Last year, the U.S. Supreme Court issued a number of landmark decisions that can be argued as geared toward reforming patent litigation and, in particular, toward curbing questionable litigation strategies, typically associated with patent trolls. We wrote in April regarding the benefits of an accused infringer moving for an early dismissal under Federal Rule of Civil Procedure 12 based on the patent ineligibility guidelines set forth in the Supreme Court’s decision in Alice Corp. Pty. Ltd. v. CLS Bank International, 134 S. Ct. 2347 (2014). This article explores another deterrent against such litigation tactics: the enhanced prospect of fee-shifting arising from the Supreme Court’s decisions in Octane Fitness LLC v. Icon Health & Fitness, 134 S. Ct. 1749 (2014), and Highmark v. Allcare Health Management System, 134 S. Ct. 1744, 1749 (2014). A year of decisions following Octane demonstrates that courts have taken heed and are not hesitant to award fees.

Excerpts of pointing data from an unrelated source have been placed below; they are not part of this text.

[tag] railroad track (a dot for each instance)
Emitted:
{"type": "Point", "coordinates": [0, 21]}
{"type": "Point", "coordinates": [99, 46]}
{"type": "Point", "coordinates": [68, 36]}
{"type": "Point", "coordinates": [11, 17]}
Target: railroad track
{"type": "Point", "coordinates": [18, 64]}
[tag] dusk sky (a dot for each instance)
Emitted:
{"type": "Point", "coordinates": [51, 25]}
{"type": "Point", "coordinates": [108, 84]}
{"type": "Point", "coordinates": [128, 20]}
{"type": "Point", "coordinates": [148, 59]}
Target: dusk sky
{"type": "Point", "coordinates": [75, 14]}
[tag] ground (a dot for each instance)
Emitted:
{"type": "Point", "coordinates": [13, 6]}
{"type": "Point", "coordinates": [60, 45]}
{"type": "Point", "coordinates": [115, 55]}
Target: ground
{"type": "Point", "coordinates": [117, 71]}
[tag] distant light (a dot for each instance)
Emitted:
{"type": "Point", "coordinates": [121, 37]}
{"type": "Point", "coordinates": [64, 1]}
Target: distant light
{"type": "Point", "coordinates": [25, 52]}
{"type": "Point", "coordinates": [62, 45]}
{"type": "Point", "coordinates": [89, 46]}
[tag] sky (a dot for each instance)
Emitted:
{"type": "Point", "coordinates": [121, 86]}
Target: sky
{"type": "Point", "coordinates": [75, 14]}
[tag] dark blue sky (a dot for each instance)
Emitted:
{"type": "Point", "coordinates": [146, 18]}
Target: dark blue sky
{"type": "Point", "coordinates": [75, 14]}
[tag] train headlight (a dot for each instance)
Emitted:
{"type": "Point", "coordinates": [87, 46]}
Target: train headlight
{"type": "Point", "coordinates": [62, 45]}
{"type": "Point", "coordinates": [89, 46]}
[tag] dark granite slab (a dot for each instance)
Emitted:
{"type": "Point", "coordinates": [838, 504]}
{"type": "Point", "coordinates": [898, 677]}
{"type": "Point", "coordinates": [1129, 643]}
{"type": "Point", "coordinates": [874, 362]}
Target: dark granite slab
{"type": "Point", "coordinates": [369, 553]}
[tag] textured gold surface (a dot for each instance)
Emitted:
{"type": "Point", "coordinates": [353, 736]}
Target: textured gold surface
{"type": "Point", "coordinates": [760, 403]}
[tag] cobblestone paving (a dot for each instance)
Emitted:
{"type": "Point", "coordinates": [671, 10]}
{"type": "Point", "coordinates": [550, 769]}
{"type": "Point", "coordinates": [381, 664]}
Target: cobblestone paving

For patent cases, 35 U.S.C. Section 285 provides a statutory basis for an award of attorney fees, but only when a case is deemed “exceptional.” Before Octane, district courts could only find a case “exceptional” when “there has been some material inappropriate conduct related to the matter in litigation, such as willful infringement, fraud or inequitable conduct in procuring the patent, misconduct during litigation, vexatious or unjustified litigation, conduct that violates Fed. R. Civ. P. 11, or like infractions,” according to Brooks Furniture Manufacturing v. Dutailier International, 393 F.3d 1378, 1381 (Fed.Cir. 2005).